Humphrey came within a breath of becoming President in 1968, but began his political journey as Mayor of Minneapolis, giving one of the greatest speeches in American history in support of a human rights plank at the 1948 Democratic convention. Later he will have his hands on every piece of social legislation since Social Security: Medicare, Medicaid, the Civil Rights Act, Voting Rights Act, and Humphrey-Hawkins (which adds full employment to the Federal Reserve’s mission). He was also a truly decent human being.

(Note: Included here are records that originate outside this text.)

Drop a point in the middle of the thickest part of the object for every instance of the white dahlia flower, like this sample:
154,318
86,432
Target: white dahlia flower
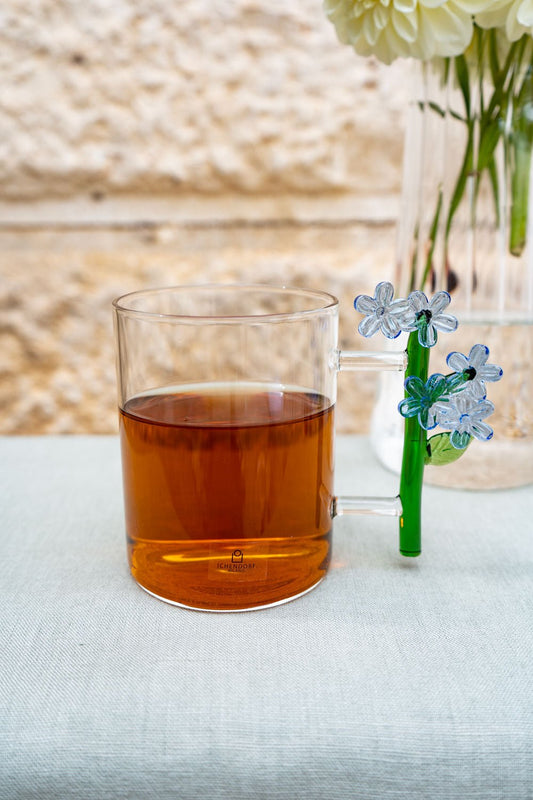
390,29
515,17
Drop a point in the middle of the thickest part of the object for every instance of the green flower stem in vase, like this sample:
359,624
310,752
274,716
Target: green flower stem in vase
414,453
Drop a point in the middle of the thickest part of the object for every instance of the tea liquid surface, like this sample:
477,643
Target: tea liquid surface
228,492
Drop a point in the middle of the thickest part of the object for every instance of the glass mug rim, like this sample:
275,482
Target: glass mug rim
323,302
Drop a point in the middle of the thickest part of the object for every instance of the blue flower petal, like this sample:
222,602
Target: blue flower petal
459,440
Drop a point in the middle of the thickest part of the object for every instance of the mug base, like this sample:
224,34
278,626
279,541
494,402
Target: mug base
231,610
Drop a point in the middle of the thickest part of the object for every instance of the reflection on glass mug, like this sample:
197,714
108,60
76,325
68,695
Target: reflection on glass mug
227,398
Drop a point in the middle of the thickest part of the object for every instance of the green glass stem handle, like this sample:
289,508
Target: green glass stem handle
414,452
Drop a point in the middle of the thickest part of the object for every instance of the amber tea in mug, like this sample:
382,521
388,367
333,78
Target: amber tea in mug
227,397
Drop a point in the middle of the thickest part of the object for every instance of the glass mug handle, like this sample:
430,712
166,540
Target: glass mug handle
358,361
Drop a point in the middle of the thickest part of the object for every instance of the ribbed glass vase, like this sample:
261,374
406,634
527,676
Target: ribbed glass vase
466,226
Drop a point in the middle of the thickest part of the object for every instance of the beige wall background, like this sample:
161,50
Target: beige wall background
147,142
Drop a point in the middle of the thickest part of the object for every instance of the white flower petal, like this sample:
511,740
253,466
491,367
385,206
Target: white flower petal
369,326
418,301
445,323
384,293
390,327
365,304
405,25
439,302
481,431
490,373
478,355
457,361
524,14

Winner of fifteen major golf titles, founding member and first president of the LPGA, and maybe Minnesota’s greatest athlete. I once had the privilege of chatting with professional golfer Kathy Whitworth, who won 88 LPGA titles and was the "female Tiger Woods of her day," why she she accepted an invitation to Minnesota for an event that I helped to plan, and Kathy said, expressing undying admiration, “Because of Patty.” Without Patty Berg, there may not be an LPGA, at least as we know it.

Bob Dylan. Is there much to say? In a recent poll (sorry, can’t find it again), musicians and music critics were asked who was the greatest songwriter in the last half of the twentieth century. It was a tie, Dylan and Carol King. Can’t argue with that.

Honorable Mention: Cass Gilbert, architect of the Woolworth Building, the U.S. Supreme Court building, and two state capitols, Minnesota's and West Virginia's.; Harry Blackmun, Supreme Court Justice and author of Roe v. Wade; Prince?